Paging Doctor AWS

I've been using AWS for quite a while now, and one thing that is as inevitable as death and taxes is dealing with paging. All of the APIs that return multiple items support pagination in some way, and anytime you write code that needs to act on all items, you need to handle fetching pages. My quest to parse my own access logs, is no exception, since my logs are stored in S3 and my API needs to list all of the logs for a specific date, of which there could be thousands.

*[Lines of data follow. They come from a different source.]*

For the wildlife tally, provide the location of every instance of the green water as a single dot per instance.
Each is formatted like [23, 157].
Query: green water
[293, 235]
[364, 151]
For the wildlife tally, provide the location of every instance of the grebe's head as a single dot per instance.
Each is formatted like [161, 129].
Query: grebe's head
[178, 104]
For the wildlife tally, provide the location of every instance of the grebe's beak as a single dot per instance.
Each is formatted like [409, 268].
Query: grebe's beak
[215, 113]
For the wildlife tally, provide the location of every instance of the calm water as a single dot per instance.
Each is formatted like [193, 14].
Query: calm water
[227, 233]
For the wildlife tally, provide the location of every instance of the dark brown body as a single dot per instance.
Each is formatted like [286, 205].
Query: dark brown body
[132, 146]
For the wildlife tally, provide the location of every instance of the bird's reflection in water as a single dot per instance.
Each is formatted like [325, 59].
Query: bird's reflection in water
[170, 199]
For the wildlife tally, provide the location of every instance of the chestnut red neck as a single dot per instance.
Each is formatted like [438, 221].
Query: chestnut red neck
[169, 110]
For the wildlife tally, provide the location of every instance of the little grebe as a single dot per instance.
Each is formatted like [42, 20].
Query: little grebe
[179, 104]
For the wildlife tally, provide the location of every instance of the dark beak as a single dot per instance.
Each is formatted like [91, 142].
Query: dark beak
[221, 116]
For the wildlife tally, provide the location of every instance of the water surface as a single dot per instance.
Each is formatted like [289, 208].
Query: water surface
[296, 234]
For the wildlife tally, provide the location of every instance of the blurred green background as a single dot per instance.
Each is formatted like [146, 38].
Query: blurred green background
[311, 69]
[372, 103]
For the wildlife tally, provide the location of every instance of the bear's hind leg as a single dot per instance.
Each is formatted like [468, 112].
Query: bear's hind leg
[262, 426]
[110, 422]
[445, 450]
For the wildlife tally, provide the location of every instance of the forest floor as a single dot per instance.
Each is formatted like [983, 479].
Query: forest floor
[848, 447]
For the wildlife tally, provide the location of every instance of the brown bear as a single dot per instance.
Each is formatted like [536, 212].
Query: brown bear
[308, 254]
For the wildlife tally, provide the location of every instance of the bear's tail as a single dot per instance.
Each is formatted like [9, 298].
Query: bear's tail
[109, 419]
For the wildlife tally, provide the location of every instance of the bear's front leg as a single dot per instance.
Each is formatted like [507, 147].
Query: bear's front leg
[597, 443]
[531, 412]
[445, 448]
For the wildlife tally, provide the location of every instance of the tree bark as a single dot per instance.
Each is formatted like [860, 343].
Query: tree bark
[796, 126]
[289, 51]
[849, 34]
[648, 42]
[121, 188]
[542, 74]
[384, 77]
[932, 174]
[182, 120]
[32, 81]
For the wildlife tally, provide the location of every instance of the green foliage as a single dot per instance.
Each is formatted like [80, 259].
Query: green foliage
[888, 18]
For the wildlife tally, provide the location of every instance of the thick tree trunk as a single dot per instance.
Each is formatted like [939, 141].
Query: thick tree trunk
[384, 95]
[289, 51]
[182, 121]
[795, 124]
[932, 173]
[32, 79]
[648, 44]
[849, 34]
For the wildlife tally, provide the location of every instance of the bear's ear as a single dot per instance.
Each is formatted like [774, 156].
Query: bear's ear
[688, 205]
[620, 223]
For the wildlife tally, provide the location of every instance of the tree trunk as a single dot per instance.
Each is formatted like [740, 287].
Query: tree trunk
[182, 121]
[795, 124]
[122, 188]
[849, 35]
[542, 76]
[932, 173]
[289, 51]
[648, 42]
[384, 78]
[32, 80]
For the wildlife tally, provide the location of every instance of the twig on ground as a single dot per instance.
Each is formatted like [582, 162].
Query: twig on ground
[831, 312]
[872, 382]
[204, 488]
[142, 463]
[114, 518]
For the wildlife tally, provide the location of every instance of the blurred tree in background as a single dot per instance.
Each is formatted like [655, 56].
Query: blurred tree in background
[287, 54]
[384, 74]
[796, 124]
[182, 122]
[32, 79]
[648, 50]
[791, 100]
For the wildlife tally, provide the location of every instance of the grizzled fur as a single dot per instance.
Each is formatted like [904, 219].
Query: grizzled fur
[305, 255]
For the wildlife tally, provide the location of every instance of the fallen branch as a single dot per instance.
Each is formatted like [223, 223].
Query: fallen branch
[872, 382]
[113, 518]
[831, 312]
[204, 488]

The way I've typically handled paging in Clojure with with a loop / recur similar to this:

(defn get-items [{:keys [s3-client s3-bucket s3-page-size] :as logs-client}
                 prefix]
  (loop [items []
         token nil]
    (let [_ (println "Fetching page")
          res (aws/invoke s3-client
                          {:op :ListObjectsV2
                           :request (mk-s3-req s3-bucket prefix s3-page-size token)})
          items (concat items (:Contents res))]
      (if (:IsTruncated res)
        (recur items (:NextContinuationToken res))
        items))))

logs-client is a data structure containing the stuff I need to talk to S3:

{:aws-region "eu-west-1",
 :s3-client ; Cognitect aws-api client here
 :s3-bucket "logs.jmglov.net",
 :s3-prefix "logs/",
 :s3-page-size 25}

And prefix is the start of S3 keys for CloudFront access logs for a specific date, for example: logs/A1BCD23EFGHIJ4.2022-09-15-

Finally, mk-s3-req is a function that constructs a ListObjectsV2 request, adding the continuation token if it's non-nil:

(defn mk-s3-req [s3-bucket prefix s3-page-size continuation-token]
  (merge {:Bucket s3-bucket
          :Prefix prefix}
         (when s3-page-size
           {:MaxKeys s3-page-size})
         (when continuation-token
           {:ContinuationToken continuation-token})))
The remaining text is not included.